London's mayor is to cut £7.6bn from the budget of Transport for London (TfL) over the next seven years.

TfL is already in the middle of a £5bn "savings programme" but the RMT union said the new cuts target "defies belief" and will lead to job losses.

The extra £2bn cuts will mean passengers could see fares rise by 2% above the inflation rate - an annual rise of 7% - for the next four years.

But Mayor Boris Johnson said the cuts would deliver "value for money".

Labour rival Ken Livingstone said passengers' wallets were being "aggressively squeezed".

TfL has an annual budget of about £9bn, and Mr Johnson said: "Through negotiations, savings and efficiencies, we have done what many believed to be impossible.

"The staggering £7.6bn in savings and efficiencies TfL is making means that every penny will be spent on delivering and upgrading services for the capital, providing even better value for money to fare and taxpayers."

'Broken promises'

The savings include £375m less for IT and a £460m reduction in bus subsidies, but TfL maintains that frontline services would be protected.

But TfL's business plan shows passengers would have to bear some of the burden of the shortfall created by the government reducing its contribution, BBC's transport correspondent Tom Edwards said.

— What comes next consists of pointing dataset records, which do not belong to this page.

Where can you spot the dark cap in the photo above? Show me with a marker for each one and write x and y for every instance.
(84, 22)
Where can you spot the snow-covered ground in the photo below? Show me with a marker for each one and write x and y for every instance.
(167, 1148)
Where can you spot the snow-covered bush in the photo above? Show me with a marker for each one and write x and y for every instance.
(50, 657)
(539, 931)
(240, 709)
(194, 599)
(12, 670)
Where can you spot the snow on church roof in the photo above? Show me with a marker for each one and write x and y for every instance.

For the commuter a 7% yearly rise would mean a single cash bus ticket which now costs £2.20 could be £2.90 in four years' time and a zone 1-to-4 peak-time travelcard on Oyster could go up from £10 to £13.10, he added.

Image caption TfL plans to make £7.6bn savings

Over the next four years TfL plans to upgrade three Tube lines, deliver new trains on five lines, complete work on the London Overground rail network, make major progress on the Crossrail project, and extend the bike hire scheme.

Mr Livingstone said the mayor's plans for transport "increasingly involve aggressively squeezing the farepayer, combined with cuts to funding for the bus service and cuts that must start to hit front-line services".

"Once again, broken promises are the order of the day," he said.

The RMT's general secretary, Bob Crow, said: "These new cuts will drag the underground even deeper into the spiral of decline with breakdowns, failures and disruption a daily fact of life.

"We can expect a threat to hundreds more jobs while maintenance takes another hit, turning the underground into a death trap and a criminals paradise."

But London's transport commissioner, Peter Hendy said the next four years would be "among the busiest and most exciting in the history of London's transport network".

He added that TfL would ensure it was "as efficient and effective as we can be through our £7.6bn savings programme".